Meeting Face to Face
3,500 Jewish and Arab Youth Will Meet in a Unique Project at Givat Haviva

by Orit Prague

The Jewish-Arab Center for Peace at Givat Haviva is expanding to a project large in dimension during which 3500 youth, high school students in the 11th grade, will meet for a two-day seminar on the Jewish-Arab topic at Givat Haviva this year. The project expansion was made possible due to an anonymous contribution to Givat Haviva.

Every week some three encounters take place and at the end of December, says Shachar Yanai, the educational director Givat Haviva, there will be over 1000 students who will partake in the seminars (during the month of December). Yanai is co-director of the Face to Face project together with Farhat Agbaria. He states that these kinds of numbers of youth in a project of this sort have not taken place since October 2000 when the bloody events began, during which 13 young Arabs were killed.

Prior to the two-day encounter at Givat Haviva the students undergo a process of uni-national clarification in their schools, and following the encounter a processing workshop takes place in each school. The encounter is constructed of workshops for mixed groups with joint facilitation (a Jewish facilitator and an Arab facilitator for each group). During the encounter subjects discussed include circles of belonging widening from the personal to family, community, culture and nationality. The work in each circle of belonging relates both to the joint elements and to the differences. In order to examine the rate of success, questionnaires are distributed before each encounter, immediately after and some time later.

Yanai admits that the program is very short. Therefore the preparatory program exists, and they are seeking ways to create a follow-up program. One of the bodies assisting in the follow-up activity is the Center for Peace Education at Haifa University headed by Prof. Gaby Salomon, in the framework of which are some 700 students; it also serves research needs.
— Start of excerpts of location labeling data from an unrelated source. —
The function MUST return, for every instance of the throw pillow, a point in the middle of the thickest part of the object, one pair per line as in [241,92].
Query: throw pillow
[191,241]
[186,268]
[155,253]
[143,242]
The Peace Center at the University assists in the questionnaires which examine the rate of success of the project and will this year research a sample of 1200 students.

"We do not claim to create friendships," says Yanai, "that is something which is impossible in two-day encounters, but we do want to create preliminary acquaintance, around the complex topics which exist between us, the stereotypes which are created in every group and the reasons for our fears of each other, and for the problems connected with discrimination and lack of equality in a democratic Jewish state.
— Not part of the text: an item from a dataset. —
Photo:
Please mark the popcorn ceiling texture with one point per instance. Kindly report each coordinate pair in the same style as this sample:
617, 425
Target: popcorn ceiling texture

"The students do not always return with a smile on their lips after these encounters. But they do provide food for thought, and the questionnaires definitely point to a rise in the desire to meet with the other side. In the end, the goal of the encounters is to bring the participants to an optimistic outlook, towards the possibility of living together based on mutual respect between Jews and Arabs, in a reality of complexity and lack of agreement."